Root-Sprouted Legumes

Sprouted Soybean and Shitake Soup

Sprouted Soybean and Shitake Soup

Sprouted Mung Bean And Pea Curry

Sprouted Mung Bean And Pea Curry

Dried beans and peas are inexpensive, nutritious and satisfying – perfect ingredients for cold weather fare. But many cooks avoid dried legumes, put off by their long cooking time and reputation for causing, shall I say, “gastric distress.”

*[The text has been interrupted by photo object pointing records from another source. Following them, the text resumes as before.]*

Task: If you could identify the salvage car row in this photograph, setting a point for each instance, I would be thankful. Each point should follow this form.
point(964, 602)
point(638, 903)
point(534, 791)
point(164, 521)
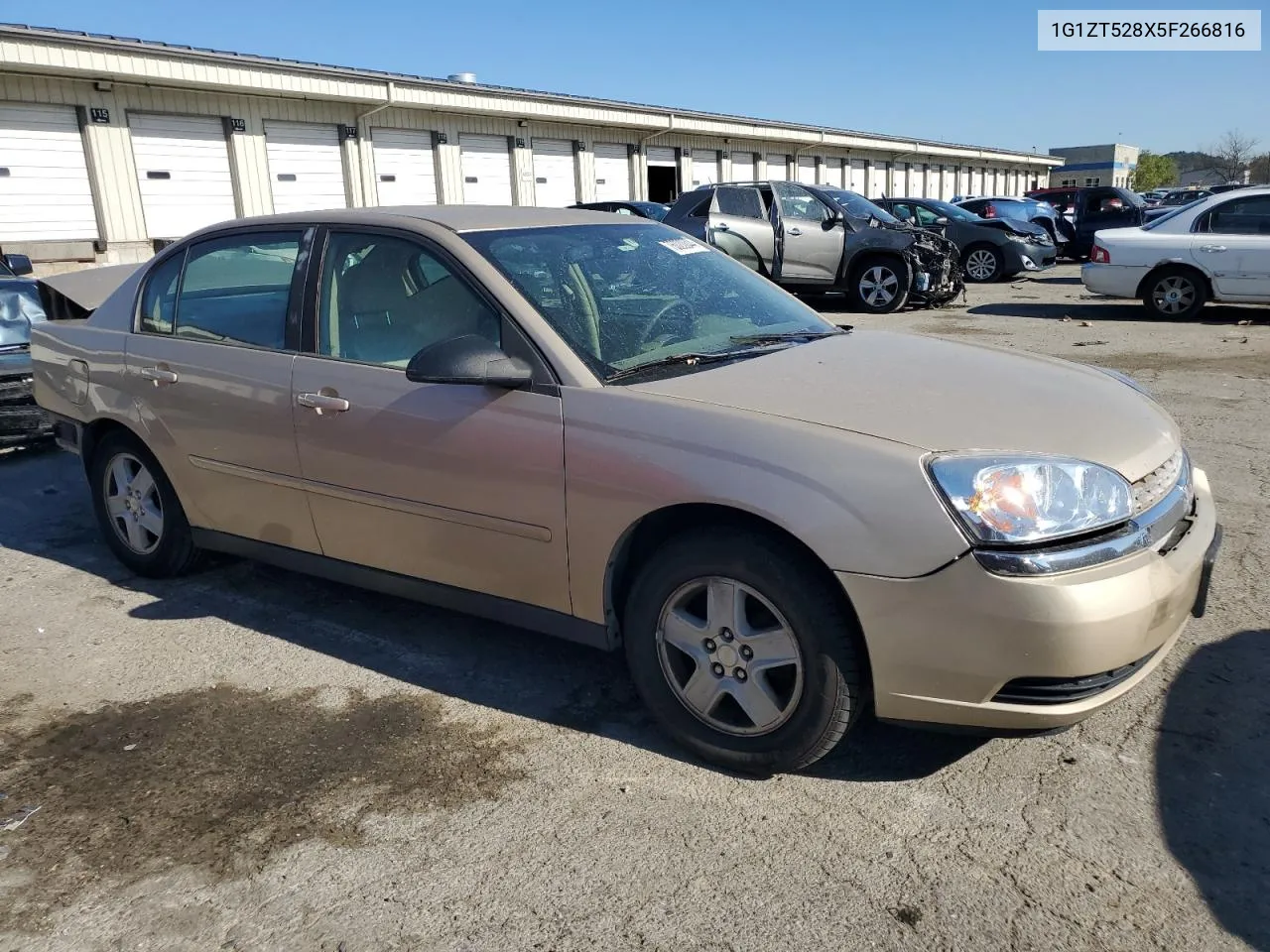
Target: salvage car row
point(597, 426)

There’s a simple trick, though, to address the issues of long-cooking time and indigestibility: root sprouting.

You’re probably already familiar with the crunchy sprouts you can pick up in the produce section of most grocery stores; perhaps you make your own.

The process is simple. The seeds are rinsed in clean water, then soaked for several hours until they swell. They are then drained and placed in a container that has plenty of room for growth (dried legumes will expand at least four-fold), typically a glass jar with a piece of plastic screening bound with a rubber band over its top to allow for air circulation and drainage.

root-sprouted mung beans

root-sprouted mung beans

The jar is placed on its side in a fairly warm spot out of direct sunlight and twice a day the seeds are rinsed well with lukewarm water and drained; this prevents the seeds from growing unwanted fungi or bacteria. After several days (depending on seed viability and variety), roots emerge, followed by the “cotyledon” or first leaves.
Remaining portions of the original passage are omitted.